Roberta ha 26 anni, è una bellissima ragazza sorridente. Il nome è fittizio, la sofferenza è stata tanta e le emozioni suscitate dalla puntata di Report dello scorso lunedì sul vaccino contro il Papilloma virus sono così intime e viscerali che non vuole rendere noto il cognome. Sensazioni forti perché dieci anni fa Roberta, in seguito all’assunzione del vaccino, ha rischiato di morire.

I primi sintomi iniziano a poche ore dalla somministrazione della prima dose di vaccino Hpv. Dolori, ancora pochi per impedire ad una ragazza di sedici anni di uscire e festeggiare il capodanno assieme agli amici. A distanza di una settimana, mal di testa, mal di collo e mal di ossa accompagnano ogni attività di Roberta: ”Provavo una sensazione nuova, mi sentivo vivere dentro una bolla”. Tachipirine su tachipirine e tanto riposo non riescono a frenare i sintomi di quello che di lì a poco si sarebbe trasformato in un incubo.

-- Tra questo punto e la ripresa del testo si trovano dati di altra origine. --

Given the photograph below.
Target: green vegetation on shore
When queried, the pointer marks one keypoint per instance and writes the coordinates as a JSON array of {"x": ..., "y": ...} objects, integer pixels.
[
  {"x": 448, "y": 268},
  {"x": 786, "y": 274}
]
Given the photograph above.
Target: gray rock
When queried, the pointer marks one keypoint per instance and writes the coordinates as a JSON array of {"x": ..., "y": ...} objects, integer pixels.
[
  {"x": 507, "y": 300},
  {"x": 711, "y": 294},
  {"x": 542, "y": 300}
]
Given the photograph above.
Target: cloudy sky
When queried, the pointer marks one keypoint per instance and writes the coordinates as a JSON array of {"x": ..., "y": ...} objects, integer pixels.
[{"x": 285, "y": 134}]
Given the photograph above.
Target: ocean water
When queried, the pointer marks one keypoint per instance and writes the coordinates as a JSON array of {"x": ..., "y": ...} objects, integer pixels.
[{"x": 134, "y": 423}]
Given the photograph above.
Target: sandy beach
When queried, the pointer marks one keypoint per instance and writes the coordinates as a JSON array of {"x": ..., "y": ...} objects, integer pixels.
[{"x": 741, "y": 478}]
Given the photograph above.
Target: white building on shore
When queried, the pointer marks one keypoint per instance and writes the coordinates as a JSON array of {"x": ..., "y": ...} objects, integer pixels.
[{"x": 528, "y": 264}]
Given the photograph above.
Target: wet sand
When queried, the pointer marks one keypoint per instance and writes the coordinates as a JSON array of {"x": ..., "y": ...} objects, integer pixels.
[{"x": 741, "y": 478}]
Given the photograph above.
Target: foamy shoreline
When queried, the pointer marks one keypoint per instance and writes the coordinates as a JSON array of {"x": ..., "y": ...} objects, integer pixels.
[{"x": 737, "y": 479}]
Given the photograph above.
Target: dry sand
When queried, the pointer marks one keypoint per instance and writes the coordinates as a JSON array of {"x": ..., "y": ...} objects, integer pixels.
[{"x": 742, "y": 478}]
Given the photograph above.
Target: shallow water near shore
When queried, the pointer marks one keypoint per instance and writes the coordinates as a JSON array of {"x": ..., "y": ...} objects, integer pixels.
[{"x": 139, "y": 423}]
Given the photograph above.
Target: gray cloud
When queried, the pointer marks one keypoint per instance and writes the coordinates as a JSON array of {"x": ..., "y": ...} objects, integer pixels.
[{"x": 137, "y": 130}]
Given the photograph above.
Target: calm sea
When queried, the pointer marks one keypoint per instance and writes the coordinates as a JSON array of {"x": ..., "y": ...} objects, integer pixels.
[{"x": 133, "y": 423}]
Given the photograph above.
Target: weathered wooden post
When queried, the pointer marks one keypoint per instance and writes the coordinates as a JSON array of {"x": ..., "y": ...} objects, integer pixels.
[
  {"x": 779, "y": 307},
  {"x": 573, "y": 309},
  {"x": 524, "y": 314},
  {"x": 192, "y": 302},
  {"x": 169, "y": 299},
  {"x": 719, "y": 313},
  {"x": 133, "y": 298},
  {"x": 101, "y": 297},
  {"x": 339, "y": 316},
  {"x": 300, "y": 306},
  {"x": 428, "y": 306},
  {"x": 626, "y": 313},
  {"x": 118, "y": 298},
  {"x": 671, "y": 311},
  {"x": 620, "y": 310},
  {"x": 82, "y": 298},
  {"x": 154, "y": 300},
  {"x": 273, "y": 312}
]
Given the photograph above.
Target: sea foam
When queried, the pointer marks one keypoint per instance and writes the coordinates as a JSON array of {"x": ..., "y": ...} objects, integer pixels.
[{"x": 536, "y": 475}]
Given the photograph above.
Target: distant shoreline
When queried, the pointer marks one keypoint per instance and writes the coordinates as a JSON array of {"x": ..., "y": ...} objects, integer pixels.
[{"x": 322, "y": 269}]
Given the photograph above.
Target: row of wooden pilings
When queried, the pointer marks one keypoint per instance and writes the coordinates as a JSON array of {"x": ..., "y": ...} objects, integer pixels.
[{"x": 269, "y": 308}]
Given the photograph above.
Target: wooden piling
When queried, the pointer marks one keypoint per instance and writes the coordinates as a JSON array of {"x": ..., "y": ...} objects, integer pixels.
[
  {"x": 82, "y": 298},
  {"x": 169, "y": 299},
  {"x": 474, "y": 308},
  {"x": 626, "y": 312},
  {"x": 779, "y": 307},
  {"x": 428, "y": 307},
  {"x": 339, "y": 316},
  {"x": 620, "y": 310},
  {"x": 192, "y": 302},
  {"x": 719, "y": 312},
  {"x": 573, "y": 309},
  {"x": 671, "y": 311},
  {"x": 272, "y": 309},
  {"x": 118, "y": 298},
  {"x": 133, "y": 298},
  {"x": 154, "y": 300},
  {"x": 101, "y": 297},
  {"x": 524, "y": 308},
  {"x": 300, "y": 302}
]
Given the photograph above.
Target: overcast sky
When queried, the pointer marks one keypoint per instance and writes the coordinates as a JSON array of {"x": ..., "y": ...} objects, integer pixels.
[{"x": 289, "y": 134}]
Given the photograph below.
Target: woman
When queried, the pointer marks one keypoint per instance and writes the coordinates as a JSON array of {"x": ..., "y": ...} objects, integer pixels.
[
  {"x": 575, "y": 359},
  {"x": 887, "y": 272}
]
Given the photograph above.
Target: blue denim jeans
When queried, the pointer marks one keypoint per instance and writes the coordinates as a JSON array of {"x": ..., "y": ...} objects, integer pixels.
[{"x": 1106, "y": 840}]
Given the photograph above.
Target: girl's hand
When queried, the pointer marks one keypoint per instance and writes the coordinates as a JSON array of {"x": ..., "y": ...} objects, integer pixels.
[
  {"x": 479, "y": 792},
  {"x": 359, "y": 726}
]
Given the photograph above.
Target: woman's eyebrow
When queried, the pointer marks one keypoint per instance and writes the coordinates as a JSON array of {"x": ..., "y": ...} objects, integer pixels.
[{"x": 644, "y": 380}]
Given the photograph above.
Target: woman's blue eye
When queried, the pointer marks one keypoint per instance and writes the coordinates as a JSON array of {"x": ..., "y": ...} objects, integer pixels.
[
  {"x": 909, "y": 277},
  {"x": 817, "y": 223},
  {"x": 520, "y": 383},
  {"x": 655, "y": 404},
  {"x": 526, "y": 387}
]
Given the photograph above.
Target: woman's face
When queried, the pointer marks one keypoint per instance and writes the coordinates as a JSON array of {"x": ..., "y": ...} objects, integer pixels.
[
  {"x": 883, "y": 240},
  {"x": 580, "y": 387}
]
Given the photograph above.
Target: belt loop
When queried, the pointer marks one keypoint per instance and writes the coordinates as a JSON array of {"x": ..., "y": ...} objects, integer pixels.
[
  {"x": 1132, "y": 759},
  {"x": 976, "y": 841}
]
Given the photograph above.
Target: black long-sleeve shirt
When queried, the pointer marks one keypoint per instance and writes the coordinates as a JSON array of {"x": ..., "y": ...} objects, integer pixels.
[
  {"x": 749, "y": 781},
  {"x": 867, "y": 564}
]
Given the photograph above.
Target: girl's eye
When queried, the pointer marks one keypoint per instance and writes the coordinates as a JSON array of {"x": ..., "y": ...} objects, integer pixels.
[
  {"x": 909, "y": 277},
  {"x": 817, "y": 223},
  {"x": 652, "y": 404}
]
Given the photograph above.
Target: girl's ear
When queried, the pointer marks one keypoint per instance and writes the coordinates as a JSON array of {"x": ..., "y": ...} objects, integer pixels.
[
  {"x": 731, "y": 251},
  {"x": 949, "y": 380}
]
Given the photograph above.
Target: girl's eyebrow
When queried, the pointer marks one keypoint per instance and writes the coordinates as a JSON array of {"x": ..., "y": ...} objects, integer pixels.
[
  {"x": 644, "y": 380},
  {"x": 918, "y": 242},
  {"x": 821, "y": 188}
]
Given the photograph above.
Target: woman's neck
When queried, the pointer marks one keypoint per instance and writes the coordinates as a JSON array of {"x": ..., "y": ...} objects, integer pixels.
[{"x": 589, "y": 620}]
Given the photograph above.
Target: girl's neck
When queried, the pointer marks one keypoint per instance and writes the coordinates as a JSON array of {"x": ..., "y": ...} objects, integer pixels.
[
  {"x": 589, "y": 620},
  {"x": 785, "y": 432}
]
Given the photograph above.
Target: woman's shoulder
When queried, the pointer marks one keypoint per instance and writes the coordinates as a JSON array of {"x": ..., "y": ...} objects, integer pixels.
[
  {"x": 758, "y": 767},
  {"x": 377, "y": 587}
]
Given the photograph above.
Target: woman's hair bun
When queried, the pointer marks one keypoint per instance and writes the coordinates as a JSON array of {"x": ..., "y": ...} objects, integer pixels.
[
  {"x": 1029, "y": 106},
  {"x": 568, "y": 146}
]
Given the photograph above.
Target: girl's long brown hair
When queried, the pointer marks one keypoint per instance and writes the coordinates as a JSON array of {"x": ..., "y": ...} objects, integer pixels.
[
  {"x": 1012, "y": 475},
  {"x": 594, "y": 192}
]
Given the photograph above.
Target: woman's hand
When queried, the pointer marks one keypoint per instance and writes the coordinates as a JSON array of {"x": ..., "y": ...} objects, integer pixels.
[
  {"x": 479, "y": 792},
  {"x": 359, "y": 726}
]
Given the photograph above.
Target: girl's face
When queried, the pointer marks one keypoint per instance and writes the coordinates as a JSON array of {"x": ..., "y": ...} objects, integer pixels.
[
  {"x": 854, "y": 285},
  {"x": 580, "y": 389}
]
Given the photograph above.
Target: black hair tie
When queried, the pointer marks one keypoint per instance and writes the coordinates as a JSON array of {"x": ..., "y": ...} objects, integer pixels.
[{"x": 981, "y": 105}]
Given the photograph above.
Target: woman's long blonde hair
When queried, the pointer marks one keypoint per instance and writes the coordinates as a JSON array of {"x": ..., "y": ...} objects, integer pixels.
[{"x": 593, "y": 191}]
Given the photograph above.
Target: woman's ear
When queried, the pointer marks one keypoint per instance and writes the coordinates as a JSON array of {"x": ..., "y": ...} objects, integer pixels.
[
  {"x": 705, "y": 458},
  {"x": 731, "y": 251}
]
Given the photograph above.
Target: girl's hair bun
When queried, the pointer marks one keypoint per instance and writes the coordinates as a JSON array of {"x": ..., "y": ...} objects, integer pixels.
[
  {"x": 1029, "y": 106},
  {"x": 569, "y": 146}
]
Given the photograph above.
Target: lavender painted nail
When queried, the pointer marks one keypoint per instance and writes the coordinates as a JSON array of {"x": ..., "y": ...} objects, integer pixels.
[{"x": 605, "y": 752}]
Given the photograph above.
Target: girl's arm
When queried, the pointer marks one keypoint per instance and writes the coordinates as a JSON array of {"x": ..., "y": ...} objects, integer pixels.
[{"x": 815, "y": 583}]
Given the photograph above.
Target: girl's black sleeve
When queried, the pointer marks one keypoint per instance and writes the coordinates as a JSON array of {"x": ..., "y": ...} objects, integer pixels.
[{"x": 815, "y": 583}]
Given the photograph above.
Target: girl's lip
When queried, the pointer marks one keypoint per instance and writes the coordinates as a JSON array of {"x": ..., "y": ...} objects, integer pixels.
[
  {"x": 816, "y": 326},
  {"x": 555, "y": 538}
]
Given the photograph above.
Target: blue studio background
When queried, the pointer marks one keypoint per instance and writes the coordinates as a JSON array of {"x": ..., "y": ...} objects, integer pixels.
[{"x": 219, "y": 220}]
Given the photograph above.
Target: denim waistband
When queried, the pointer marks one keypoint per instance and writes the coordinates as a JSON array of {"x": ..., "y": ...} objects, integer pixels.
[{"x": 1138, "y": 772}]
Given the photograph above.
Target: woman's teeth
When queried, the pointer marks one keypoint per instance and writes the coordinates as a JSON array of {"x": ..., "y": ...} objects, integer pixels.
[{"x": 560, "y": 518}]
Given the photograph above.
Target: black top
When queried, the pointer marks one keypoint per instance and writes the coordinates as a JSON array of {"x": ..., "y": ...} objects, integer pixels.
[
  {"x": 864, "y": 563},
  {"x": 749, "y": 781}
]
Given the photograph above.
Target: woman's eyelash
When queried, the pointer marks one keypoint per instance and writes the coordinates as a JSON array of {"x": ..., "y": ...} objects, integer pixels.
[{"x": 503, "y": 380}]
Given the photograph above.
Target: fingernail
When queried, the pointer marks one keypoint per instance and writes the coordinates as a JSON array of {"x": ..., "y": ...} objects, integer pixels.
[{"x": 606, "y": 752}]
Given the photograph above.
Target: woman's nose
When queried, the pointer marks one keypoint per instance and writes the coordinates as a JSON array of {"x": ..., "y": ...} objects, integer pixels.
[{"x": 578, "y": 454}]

La febbre sale stabilmente a 40, Roberta non ce la fa ad andare a scuola, ma il medico di base non sa dare spiegazioni specifiche. Un mese dopo, iniziano le prime eruzioni cutanee su tutto il corpo e la ragazza non riesce più a muovere il collo e le braccia: ”Ero totalmente annebbiata dalla sofferenza, arrivai in ospedale sulla sedia a rotelle e fui ricoverata urgentemente – continua il racconto – grazie a Dio dopo dieci giorni di antibiotici mi fu somministrata una cura cortisonica che mi ha salvato, ma è stato per il rotto della cuffia”.

Roberta era tra gli spettatori della puntata di Report e vuole condividere con noi le sue emozioni e il suo pensiero, che sembra non essere influenzato dalle sofferenze provate in prima persona: ”Ringrazio il programma per aver portato alla luce la mia storia e quella di altre ragazze come me. Ha raccontato fatti di persone vere e secondo me non si sono espressi giudizi di merito né è stata portata avanti una campagna anti vaccini.”

È soprendente la lucidità con la quale non si schiera contro i vaccini per posizione presa e - nel suo caso specifico - per esperienza di vita: “Ritengo che si sia frainteso il cuore profondo dell'inchiesta: quello di esporre un punto di vista ignoto a chi non ha vissuto il problema in prima persona lasciando alle singole coscienze il beneficio della riflessione”.

“Per quanto mi riguarda – conclude la ragazza –non riesco a dare giudizi di merito, penso che quel vaccino che poteva spezzarmi la vita, potrebbe averla salvata a molte altre persone e quindi abbasserei i toni della polemica pro e contro la puntata”.